Clustering by hypergraphs and dimensionality of cluster systems

Clustering by hypergraphs and dimensionality of cluster systems

In the present paper we discuss the clustering procedure in the case where instead of a single metric we have a family of metrics. In this case we can obtain a partially ordered graph of clusters which is not necessarily a tree. We discuss a structure of a hypergraph above this graph. We propose two definitions of dimension for hyperedges of this hypergraph and show that for the multidimensional p-adic case both dimensions are reduced to the number of p-adic parameters. We discuss the application of the hypergraph clustering procedure to the construction of phylogenetic graphs in biology. In this case the dimension of a hyperedge will describe the number of sources of genetic diversity.


💡 Research Summary

The paper introduces a novel framework for clustering when a whole family of metrics, rather than a single distance, is available. Traditional hierarchical clustering assumes one metric and produces a dendrogram—a tree that reflects nested clusters. In many real‑world problems, however, several metrics are needed simultaneously to capture different aspects of the data (e.g., spatial scale, feature type, evolutionary pressure). The authors therefore treat each metric (d_i) (i = 1,…,k) as generating its own collection of clusters (\mathcal{C}_i). Each collection is naturally ordered by set inclusion, forming a partially ordered set (poset).

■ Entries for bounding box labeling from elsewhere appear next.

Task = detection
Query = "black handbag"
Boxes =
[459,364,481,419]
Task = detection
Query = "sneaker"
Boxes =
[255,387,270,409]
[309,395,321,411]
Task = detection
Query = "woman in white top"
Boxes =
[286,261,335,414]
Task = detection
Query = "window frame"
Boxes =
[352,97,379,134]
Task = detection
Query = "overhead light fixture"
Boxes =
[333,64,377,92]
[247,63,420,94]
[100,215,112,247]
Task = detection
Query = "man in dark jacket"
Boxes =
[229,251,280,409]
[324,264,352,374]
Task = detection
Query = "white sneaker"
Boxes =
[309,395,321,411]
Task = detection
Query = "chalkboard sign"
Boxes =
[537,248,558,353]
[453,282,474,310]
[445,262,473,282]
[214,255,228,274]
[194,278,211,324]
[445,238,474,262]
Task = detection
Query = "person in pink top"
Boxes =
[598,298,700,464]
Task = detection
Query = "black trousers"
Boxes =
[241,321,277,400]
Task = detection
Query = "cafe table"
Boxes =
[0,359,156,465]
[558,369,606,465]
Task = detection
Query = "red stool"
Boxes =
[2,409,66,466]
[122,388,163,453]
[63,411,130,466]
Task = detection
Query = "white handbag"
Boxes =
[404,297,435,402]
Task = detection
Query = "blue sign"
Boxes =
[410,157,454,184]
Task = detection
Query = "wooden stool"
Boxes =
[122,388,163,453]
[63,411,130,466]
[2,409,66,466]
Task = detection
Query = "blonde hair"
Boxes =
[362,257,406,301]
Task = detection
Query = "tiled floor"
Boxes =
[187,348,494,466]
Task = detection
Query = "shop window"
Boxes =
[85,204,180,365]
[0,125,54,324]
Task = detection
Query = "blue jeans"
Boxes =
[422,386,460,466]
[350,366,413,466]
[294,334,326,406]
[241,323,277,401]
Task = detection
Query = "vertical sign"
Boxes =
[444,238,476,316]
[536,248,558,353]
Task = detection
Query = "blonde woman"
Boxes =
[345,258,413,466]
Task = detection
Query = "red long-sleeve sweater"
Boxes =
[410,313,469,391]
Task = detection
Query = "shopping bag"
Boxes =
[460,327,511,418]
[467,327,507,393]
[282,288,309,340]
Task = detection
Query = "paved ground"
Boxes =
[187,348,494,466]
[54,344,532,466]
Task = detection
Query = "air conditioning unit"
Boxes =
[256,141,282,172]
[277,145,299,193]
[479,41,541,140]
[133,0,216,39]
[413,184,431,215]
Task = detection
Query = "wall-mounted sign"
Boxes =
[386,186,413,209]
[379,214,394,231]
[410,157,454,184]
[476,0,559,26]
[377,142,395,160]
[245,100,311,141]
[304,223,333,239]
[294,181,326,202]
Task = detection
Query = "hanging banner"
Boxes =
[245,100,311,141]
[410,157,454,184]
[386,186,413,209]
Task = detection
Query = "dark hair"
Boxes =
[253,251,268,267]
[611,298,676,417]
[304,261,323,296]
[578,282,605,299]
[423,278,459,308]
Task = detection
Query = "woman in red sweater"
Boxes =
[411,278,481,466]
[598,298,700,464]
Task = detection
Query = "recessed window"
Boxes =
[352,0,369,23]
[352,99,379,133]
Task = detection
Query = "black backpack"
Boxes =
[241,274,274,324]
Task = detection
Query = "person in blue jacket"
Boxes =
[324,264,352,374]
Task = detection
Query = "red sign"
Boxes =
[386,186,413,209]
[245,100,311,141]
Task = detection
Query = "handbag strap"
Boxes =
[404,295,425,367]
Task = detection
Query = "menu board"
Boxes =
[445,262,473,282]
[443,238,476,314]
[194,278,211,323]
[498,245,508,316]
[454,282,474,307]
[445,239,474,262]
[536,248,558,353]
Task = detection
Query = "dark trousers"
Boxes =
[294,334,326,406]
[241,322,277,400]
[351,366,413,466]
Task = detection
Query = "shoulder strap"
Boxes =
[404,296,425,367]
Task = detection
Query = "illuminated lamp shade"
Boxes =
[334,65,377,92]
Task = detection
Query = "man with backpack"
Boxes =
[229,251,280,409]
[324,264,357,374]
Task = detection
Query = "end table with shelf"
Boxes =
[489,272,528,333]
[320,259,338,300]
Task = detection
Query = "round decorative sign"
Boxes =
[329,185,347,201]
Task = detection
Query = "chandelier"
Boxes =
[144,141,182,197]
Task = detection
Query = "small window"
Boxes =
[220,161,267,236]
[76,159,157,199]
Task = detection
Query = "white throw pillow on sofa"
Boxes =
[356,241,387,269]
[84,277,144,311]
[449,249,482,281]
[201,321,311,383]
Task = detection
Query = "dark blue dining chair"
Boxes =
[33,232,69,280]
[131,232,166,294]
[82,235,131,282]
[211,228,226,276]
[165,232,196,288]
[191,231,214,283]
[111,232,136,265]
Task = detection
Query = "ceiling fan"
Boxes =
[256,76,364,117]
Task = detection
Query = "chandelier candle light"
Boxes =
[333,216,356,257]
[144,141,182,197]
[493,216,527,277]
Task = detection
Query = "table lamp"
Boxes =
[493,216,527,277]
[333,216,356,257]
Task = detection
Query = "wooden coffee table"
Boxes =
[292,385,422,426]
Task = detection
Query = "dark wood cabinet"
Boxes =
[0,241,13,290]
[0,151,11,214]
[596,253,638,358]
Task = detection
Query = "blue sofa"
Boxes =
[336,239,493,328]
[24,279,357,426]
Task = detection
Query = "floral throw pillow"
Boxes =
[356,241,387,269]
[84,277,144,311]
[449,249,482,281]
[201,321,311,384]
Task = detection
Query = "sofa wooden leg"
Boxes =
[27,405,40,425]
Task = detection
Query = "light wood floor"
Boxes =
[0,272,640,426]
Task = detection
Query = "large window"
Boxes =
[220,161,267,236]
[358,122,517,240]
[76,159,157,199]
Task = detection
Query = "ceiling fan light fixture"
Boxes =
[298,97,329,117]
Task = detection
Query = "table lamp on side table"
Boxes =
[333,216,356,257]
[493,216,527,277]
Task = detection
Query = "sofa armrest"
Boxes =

By taking the union of all these posets they obtain a “partial‑order graph” (G) whose vertices are clusters and whose directed edges encode inclusion. Unlike a tree, (G) can have multiple roots and intersecting chains, reflecting the fact that clusters defined by different metrics may overlap without a single hierarchical ordering.

To capture the multi‑metric overlap, the authors overlay a hypergraph (\mathcal{H}) on top of (G). A hyperedge (e) is defined for any non‑empty intersection of a family of clusters ({C_{i_1},\dots,C_{i_m}}); thus each hyperedge represents a region of the data that is simultaneously recognized by several metrics. This construction turns the ordinary inclusion graph into a richer combinatorial object that can encode arbitrarily complex relationships among clusters.

The central contribution is a definition of “dimension” for hyperedges. Two complementary notions are proposed:

  1. Chain‑length dimension – the length of the shortest inclusion chain in (G) that contains the hyperedge. Intuitively, this measures how deep the common region sits within the hierarchy.
  2. Independent‑parameter dimension – the minimal number of metric parameters required to uniquely specify the hyperedge. In other words, how many distinct metrics must be invoked to describe the common region.

In a generic setting the two notions may differ. The authors prove, however, that in a multidimensional p‑adic space—where each coordinate is equipped with its own p‑adic absolute value (|\cdot|_{p_j})—the two definitions coincide and both equal the number of distinct p‑adic primes involved. The proof relies on the fact that p‑adic metrics are mutually independent scales; a hyperedge is fully determined precisely by the set of primes that define the relevant norms. Consequently, the hyperedge dimension reduces to a simple count of p‑adic parameters.

The paper then applies this theory to phylogenetics. Biological data often contain several independent sources of variation: nucleotide sequence distance, protein‑structure similarity, gene‑expression divergence, etc. By treating each source as a separate metric, the authors construct a hypergraph of clusters that goes beyond a conventional phylogenetic tree. A hyperedge of dimension (d) indicates that the corresponding group of taxa shares a common ancestry shaped by (d) independent evolutionary forces (e.g., selection, horizontal gene transfer, drift). Thus the hyperedge dimension becomes a quantitative proxy for the number of distinct contributors to genetic diversity.

The authors discuss algorithmic implications and future work. They note that computing hyperedges and their dimensions can be done by intersecting cluster families, but scalability to massive genomic datasets will require efficient data structures and parallel processing. Extending the dimension concept to other non‑Euclidean metrics (hyperbolic, cosine similarity, etc.) is identified as an open theoretical question. Finally, they suggest developing visualization tools that can display hypergraphs with annotated dimensions, enabling biologists to explore multi‑factor evolutionary relationships intuitively.

In summary, the paper formalizes multi‑metric clustering through a partially ordered graph and a superimposed hypergraph, introduces two natural definitions of hyperedge dimension, demonstrates their equivalence in the p‑adic setting, and shows how the framework can be leveraged to construct richer phylogenetic graphs where the dimension of a hyperedge directly reflects the number of independent sources of genetic variation. This work bridges abstract combinatorial geometry with concrete applications in evolutionary biology, opening new avenues for analyzing data where multiple similarity notions coexist.